I lost; a lot that first year. I lost a lawn mower. That was difficult because I have over 2 acres that had to be mowed. It took over 2 years for a solution to the grass mowing saga to be remedied.
I lost my computers to a lightening strike to the house. It hurt the new TV that I purchased because the old Sony bit the dust. I didn’t have a way to replace my computers and connectivity until a friend gave me her old laptop and I paid a cousin to get it to boot up. Now, it is in my work office and I use it every day. I recently purchased this new Toshiba…I am amazed at the advances that were made in these machines and the Net during the years that I wasn’t online.
My greatest lost was this blog. I tried several time to write but the pain of loss seemed to dry the words that were so bountiful as I walked with Dan to his sunset. I missed the people who were my support during this time. When I finally was able to get online with my smartphone, I couldn’t afford to write because of the inconvience of the smaller screen and the cost of usage.
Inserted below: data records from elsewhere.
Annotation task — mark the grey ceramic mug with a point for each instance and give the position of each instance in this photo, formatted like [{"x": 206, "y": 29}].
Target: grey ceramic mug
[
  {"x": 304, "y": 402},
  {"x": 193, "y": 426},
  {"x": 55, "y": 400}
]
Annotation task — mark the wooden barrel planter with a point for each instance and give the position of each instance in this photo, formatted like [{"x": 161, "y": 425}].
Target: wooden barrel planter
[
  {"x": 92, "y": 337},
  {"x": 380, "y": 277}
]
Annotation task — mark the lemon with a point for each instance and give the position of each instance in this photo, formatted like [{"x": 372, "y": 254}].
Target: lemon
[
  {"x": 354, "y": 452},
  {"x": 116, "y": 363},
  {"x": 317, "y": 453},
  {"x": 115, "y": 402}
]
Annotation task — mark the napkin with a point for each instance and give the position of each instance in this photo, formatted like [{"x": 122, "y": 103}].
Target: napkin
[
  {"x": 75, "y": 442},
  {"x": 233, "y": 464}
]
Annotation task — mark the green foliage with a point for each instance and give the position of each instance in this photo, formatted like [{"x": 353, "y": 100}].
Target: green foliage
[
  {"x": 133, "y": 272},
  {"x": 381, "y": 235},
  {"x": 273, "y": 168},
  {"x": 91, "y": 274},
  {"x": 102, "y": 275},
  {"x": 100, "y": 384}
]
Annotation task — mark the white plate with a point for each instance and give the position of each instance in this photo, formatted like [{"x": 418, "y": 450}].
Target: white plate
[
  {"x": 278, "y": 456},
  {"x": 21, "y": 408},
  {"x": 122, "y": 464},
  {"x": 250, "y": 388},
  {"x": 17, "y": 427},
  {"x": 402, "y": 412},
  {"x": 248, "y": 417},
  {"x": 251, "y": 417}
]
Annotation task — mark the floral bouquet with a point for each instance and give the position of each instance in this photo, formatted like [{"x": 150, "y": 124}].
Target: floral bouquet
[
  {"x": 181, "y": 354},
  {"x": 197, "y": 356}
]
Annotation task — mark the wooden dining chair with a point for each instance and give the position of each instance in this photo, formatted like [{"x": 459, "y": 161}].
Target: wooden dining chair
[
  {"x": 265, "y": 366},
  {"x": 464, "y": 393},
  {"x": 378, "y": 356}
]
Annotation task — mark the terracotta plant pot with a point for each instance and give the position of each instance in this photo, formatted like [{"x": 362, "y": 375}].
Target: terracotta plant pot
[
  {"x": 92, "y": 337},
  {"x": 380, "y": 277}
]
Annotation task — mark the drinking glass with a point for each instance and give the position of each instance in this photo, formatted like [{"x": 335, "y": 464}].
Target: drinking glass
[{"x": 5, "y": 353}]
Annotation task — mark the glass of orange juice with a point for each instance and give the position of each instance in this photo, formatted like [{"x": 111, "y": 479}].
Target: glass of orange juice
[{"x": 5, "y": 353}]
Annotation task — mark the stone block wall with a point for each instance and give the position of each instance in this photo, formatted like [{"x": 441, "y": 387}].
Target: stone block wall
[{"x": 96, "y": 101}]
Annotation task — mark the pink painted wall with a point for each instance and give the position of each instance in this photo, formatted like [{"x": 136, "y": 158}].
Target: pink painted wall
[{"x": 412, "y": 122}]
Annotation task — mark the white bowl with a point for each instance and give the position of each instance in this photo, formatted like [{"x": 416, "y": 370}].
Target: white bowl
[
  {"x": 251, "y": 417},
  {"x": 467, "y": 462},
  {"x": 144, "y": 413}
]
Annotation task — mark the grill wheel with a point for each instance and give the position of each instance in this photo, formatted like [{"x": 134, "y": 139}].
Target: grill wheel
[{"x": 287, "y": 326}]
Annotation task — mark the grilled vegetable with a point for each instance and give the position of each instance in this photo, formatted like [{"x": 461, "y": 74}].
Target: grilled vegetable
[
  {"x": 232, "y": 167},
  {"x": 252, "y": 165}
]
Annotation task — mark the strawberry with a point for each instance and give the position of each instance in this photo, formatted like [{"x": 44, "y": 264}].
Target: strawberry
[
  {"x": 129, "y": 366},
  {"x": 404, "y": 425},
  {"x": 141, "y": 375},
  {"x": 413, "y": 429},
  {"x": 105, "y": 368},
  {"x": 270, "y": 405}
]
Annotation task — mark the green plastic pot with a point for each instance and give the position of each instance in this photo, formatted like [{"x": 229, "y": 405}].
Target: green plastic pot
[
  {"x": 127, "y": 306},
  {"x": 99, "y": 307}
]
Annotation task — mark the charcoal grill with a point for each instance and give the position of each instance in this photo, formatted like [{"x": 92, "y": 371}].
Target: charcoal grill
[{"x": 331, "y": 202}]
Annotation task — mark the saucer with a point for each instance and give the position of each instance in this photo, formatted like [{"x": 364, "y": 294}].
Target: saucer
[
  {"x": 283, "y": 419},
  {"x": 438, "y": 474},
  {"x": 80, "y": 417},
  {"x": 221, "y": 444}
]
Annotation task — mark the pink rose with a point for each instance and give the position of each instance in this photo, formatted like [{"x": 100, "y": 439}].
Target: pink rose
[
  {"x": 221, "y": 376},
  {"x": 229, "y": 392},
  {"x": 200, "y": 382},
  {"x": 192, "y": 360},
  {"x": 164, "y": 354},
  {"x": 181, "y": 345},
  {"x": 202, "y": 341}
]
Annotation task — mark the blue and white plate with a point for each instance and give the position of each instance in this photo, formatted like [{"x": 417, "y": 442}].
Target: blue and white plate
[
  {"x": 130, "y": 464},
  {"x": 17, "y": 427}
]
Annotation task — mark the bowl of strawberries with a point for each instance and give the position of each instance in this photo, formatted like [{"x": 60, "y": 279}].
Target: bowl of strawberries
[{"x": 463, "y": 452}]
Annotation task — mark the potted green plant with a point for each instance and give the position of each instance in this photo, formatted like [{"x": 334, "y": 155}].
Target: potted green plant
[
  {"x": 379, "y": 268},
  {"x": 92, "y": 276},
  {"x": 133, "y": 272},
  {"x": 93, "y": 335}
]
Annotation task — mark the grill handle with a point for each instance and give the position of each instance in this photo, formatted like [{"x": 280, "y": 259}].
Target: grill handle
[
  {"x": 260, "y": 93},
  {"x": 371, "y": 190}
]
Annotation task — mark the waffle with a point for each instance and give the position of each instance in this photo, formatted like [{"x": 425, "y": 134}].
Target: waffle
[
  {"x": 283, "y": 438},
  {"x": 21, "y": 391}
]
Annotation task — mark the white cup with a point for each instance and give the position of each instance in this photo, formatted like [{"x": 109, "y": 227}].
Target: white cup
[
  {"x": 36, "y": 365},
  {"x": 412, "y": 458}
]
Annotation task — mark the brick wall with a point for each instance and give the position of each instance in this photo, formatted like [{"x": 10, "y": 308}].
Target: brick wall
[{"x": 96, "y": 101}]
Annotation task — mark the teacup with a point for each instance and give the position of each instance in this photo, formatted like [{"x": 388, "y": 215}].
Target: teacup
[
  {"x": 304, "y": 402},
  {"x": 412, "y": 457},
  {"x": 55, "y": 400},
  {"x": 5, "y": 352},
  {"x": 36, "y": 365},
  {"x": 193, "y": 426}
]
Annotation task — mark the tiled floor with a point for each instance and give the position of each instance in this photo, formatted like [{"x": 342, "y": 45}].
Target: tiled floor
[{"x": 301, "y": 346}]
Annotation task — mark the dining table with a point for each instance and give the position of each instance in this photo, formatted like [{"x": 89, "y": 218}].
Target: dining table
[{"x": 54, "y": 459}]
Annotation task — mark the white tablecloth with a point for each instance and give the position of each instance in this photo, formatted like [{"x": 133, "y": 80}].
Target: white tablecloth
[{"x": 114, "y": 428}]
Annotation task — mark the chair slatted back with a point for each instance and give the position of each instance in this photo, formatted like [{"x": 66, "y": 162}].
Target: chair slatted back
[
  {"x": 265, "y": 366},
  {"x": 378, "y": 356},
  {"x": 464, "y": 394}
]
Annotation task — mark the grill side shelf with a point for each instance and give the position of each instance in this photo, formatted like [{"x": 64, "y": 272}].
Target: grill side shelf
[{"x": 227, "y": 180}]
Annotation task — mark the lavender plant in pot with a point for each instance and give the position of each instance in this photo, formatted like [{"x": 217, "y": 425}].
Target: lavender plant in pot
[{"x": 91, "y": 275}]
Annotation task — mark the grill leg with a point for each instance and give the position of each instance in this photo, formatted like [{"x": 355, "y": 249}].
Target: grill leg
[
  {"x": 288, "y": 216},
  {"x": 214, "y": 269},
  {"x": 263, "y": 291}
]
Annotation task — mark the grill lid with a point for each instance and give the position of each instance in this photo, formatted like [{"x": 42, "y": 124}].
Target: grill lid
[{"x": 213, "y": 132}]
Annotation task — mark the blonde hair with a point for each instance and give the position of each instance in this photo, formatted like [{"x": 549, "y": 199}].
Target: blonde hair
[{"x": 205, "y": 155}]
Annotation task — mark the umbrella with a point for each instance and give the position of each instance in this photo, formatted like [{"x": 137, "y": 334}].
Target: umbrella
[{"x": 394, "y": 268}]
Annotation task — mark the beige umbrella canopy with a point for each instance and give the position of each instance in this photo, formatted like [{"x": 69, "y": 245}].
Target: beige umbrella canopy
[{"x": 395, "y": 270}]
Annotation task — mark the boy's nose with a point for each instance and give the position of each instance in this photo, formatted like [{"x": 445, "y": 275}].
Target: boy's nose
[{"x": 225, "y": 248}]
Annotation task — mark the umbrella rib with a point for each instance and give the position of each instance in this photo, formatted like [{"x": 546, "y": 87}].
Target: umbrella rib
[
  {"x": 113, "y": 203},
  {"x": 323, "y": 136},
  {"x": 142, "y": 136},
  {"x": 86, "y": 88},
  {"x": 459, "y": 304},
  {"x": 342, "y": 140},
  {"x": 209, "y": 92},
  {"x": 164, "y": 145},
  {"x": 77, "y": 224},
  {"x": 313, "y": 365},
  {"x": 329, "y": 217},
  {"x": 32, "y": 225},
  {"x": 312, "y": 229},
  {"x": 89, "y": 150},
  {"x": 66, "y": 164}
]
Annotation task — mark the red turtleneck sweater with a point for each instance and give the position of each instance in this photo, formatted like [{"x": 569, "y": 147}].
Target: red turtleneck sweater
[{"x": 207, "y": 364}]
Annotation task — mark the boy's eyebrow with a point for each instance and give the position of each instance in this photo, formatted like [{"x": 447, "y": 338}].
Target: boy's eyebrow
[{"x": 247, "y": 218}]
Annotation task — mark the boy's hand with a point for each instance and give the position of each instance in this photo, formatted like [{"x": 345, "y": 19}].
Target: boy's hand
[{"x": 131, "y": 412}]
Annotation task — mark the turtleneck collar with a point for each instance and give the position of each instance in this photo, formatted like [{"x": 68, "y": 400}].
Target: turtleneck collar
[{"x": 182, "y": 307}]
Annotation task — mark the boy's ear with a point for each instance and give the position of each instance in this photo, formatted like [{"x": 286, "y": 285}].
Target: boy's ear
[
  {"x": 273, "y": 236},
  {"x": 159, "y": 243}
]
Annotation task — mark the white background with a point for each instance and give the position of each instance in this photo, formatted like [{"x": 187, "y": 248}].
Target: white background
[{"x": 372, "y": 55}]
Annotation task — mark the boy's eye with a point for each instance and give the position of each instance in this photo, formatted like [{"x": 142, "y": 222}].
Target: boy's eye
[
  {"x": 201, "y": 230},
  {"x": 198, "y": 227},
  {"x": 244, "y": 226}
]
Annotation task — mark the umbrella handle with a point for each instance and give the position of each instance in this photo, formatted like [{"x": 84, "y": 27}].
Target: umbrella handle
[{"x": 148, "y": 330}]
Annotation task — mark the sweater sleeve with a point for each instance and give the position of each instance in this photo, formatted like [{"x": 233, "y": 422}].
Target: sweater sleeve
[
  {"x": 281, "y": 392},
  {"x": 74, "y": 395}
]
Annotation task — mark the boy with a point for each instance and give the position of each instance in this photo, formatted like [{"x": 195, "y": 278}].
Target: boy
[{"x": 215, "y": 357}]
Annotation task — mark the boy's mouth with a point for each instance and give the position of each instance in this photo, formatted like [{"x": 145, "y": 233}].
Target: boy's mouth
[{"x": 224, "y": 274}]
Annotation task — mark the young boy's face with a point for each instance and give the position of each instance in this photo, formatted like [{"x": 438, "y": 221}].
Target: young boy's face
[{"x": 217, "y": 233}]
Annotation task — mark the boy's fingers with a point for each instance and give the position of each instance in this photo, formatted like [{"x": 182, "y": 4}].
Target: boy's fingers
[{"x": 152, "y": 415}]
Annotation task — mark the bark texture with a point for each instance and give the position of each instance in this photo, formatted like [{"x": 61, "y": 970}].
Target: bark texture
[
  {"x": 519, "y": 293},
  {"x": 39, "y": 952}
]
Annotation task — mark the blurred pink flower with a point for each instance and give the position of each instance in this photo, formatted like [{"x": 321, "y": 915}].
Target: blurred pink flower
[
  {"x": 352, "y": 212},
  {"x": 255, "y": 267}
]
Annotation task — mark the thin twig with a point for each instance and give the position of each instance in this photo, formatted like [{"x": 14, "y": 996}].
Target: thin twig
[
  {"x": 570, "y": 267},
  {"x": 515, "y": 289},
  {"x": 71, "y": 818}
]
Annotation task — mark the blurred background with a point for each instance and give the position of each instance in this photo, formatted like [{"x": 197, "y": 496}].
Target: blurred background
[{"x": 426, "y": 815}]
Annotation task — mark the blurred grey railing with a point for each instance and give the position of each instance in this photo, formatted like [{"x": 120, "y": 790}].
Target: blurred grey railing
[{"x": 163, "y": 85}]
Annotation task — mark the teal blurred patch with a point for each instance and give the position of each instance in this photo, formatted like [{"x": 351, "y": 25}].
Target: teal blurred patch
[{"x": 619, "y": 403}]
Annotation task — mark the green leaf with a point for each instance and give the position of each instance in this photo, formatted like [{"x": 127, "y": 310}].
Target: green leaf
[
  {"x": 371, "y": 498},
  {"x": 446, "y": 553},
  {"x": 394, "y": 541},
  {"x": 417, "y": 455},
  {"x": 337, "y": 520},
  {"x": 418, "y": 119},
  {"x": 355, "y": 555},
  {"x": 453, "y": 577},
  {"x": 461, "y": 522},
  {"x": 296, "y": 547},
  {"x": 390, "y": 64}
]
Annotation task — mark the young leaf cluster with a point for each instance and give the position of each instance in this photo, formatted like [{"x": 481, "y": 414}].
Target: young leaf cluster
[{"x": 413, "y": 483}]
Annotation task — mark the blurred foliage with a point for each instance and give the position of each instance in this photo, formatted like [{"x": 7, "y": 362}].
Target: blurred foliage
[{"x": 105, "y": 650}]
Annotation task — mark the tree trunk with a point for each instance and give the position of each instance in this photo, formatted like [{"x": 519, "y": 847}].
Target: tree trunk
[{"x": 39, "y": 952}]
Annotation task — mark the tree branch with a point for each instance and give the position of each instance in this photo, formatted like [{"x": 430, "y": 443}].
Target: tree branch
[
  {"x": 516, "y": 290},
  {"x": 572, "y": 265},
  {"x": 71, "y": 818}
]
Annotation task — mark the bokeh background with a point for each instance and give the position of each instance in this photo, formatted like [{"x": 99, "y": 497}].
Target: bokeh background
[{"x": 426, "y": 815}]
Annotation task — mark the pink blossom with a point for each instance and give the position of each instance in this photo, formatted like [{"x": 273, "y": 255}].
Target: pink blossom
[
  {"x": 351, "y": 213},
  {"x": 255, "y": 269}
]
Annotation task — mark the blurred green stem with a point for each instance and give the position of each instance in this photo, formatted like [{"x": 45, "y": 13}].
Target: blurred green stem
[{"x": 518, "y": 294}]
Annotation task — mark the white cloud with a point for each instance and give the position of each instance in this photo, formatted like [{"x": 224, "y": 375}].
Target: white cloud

Many times I longed to write, but I didn’t know where to begin to write about the changes or the new losses…my sister’s dementia, my older sister’s MS…the 7 funerals in 4 months…how can you write about what has become a new thread in the fabric of living?
Just like the elephant, you eat it one bite at a time and just like now, if I choose to write, it is one word at a time.
The losses were not the only occurrences. After; the losses of a car, Dan’s truck and many other worn out equipment, new replacements were obtained. Some in the usual manner of purchases, many by extraordinary circumstances. I know that what was done on my behalf was not by chance, but rather by divine providence….
The most astounding providence was in the new people who entered my life. One family in particular actually helped me come out of the natural mourning process and I did choose to live.
I wish I could say that I am pleased with the progress. I know that there is much more to accomplish in this journey out of the Shadows, but now, I am grateful for this new laptop, a new car, a new job and most of all, the knowledge that I did not take one step alone.